The Numbers Behind the Headline

The breakdown: Claude Mythos Preview scanned 1,000+ open-source projects and flagged 23,019 potential vulnerabilities. Of those, 6,202 were rated high or critical severity. Independent security firms reviewed 1,752 of those findings and confirmed 90.6% as genuine vulnerabilities, with 62.4% validated as high or critical.

A false-positive rate under 10% puts this close to what you’d expect from a skilled human penetration tester.

Two partner results stand out. Cloudflare identified 2,000 bugs across critical systems, 400 of which were high or critical severity. Mozilla found 271 vulnerabilities in Firefox 150, more than ten times what they found in Firefox 148 using the previous Claude Opus 4.6. That 10x multiplier matters: in security research, a model capability jump translates directly into an order-of-magnitude change in discovery volume.

The wolfSSL Flaw

Among all the findings, the wolfSSL vulnerability deserves attention. wolfSSL is an open-source cryptography library embedded in billions of devices, from embedded systems to enterprise application servers. Mythos Preview found a flaw that would allow an attacker to forge digital certificates and impersonate trusted websites. The vulnerability, now assigned CVE-2026-5194, has been patched.

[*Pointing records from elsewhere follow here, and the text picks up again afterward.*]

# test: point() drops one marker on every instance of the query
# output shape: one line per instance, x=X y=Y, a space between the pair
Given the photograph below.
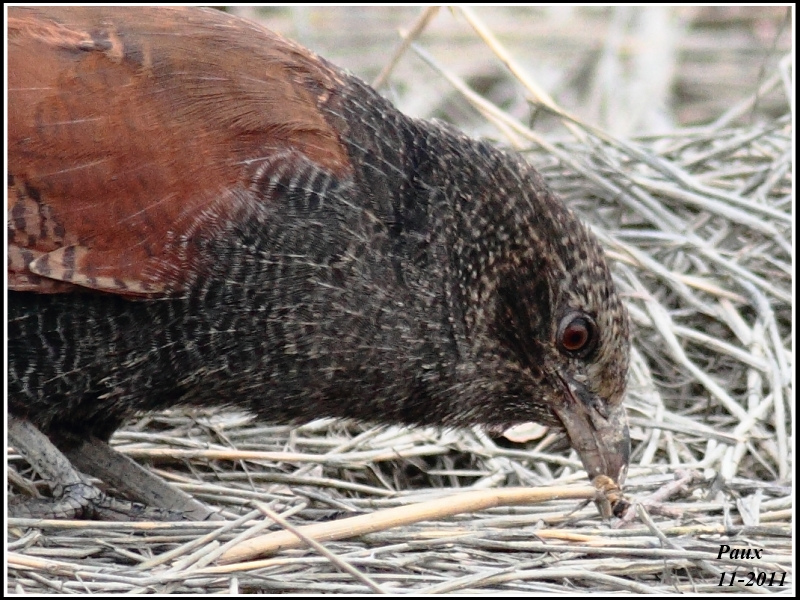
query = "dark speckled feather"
x=297 y=249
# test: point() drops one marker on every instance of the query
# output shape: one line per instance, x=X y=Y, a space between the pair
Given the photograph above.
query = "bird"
x=203 y=213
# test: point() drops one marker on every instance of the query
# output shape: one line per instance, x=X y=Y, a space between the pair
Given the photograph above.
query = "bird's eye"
x=577 y=335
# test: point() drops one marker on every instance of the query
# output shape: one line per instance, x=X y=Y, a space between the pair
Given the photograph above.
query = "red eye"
x=577 y=334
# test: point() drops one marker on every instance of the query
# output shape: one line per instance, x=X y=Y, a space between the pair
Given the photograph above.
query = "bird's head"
x=548 y=334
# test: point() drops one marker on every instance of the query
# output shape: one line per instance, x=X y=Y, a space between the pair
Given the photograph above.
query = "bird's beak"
x=598 y=433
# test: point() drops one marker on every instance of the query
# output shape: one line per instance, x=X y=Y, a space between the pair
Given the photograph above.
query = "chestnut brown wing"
x=134 y=131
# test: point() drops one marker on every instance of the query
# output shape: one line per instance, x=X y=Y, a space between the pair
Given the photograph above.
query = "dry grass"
x=670 y=132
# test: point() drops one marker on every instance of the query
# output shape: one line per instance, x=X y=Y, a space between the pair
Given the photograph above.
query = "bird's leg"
x=101 y=460
x=74 y=495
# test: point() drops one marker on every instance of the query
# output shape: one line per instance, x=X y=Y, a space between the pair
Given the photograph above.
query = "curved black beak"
x=598 y=433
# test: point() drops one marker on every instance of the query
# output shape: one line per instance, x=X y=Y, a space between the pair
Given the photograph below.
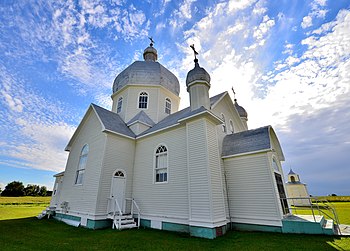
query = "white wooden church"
x=145 y=163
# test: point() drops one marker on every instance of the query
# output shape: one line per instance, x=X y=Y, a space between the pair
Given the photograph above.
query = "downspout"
x=228 y=199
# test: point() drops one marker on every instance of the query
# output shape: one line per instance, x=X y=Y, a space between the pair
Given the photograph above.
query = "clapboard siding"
x=119 y=154
x=199 y=185
x=83 y=197
x=162 y=199
x=252 y=194
x=133 y=102
x=217 y=197
x=225 y=107
x=175 y=100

One more concrete example: a financial institution using the project’s scanning capability blocked a fraudulent $1.5 million wire transfer in real time. That converts “AI security tool” from a technical abstraction into a measurable dollar figure.

The UK AI Security Institute assessed Mythos Preview as the first model capable of solving cyber ranges end-to-end. Academic benchmarks ExploitBench and ExploitGym put it at the top of the field as well.

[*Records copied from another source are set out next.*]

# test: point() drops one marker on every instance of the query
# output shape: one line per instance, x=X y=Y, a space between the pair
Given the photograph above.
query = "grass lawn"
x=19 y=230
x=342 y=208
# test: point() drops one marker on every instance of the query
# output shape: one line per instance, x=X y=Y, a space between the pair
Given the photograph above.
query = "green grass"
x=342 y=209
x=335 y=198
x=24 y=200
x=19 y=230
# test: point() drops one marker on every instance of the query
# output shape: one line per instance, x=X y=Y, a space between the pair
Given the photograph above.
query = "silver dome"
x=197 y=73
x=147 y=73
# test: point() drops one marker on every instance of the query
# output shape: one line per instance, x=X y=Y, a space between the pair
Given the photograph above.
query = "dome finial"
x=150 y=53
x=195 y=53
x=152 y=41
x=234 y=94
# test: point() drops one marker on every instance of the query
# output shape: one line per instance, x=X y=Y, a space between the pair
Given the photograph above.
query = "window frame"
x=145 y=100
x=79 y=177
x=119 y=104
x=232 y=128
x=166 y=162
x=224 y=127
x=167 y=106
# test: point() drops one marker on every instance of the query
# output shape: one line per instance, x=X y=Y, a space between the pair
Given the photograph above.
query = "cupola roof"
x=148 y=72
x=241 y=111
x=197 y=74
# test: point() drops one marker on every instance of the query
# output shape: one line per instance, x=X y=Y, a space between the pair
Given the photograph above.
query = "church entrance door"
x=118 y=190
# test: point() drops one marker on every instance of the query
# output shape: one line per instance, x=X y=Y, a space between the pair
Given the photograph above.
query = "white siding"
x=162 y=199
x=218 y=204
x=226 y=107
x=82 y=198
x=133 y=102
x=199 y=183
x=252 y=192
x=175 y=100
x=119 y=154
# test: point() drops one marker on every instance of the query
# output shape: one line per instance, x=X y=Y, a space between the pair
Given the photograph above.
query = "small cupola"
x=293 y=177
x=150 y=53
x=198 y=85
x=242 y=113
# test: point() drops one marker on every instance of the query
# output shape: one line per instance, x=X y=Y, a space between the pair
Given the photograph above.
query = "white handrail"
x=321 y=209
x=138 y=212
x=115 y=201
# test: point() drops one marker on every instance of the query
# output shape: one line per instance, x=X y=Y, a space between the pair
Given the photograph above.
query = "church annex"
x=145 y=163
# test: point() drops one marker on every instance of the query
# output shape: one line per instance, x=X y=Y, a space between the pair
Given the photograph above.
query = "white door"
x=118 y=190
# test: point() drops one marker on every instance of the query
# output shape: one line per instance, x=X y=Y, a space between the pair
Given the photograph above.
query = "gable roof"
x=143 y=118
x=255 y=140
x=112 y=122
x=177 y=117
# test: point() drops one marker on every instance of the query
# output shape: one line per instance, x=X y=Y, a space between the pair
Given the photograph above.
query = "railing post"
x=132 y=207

The New Bottleneck Is Patching

Anthropic’s framing of this is worth quoting directly:

Progress on software security used to be limited by how quickly we could find new vulnerabilities. Now it’s limited by how quickly we can verify, disclose, and patch them.

Before AI-accelerated scanning, security researchers were the production constraint. Now the constraint has shifted to remediation. Of 530 reported high or critical bugs, only 75 have been patched and 65 have public advisories. Average patch time: two weeks.

Most open-source maintainers are volunteers. The pace at which they can process vulnerability reports is not remotely comparable to the rate at which Mythos Preview can generate them. If that gap keeps widening, the Glasswing findings list could itself become a security risk: bad actors who move faster than maintainers can exploit known-but-unpatched vulnerabilities.

$100M in Model Credits

Anthropic announced $100 million in Claude usage credits and $4 million in direct funding to expand access to Mythos Preview for defensive scanning across more organizations and open-source projects.

The reasoning is straightforward. Mythos Preview is Anthropic’s not-yet-released flagship model, and its security capabilities are now externally validated. Deploying it defensively is a race against the clock: get the most exploitable vulnerabilities patched before similar capabilities become available to attackers through open-source models or other commercial routes.

The window Glasswing is trying to protect is finite. Whether the patching infrastructure can absorb what the model is producing is the real question now.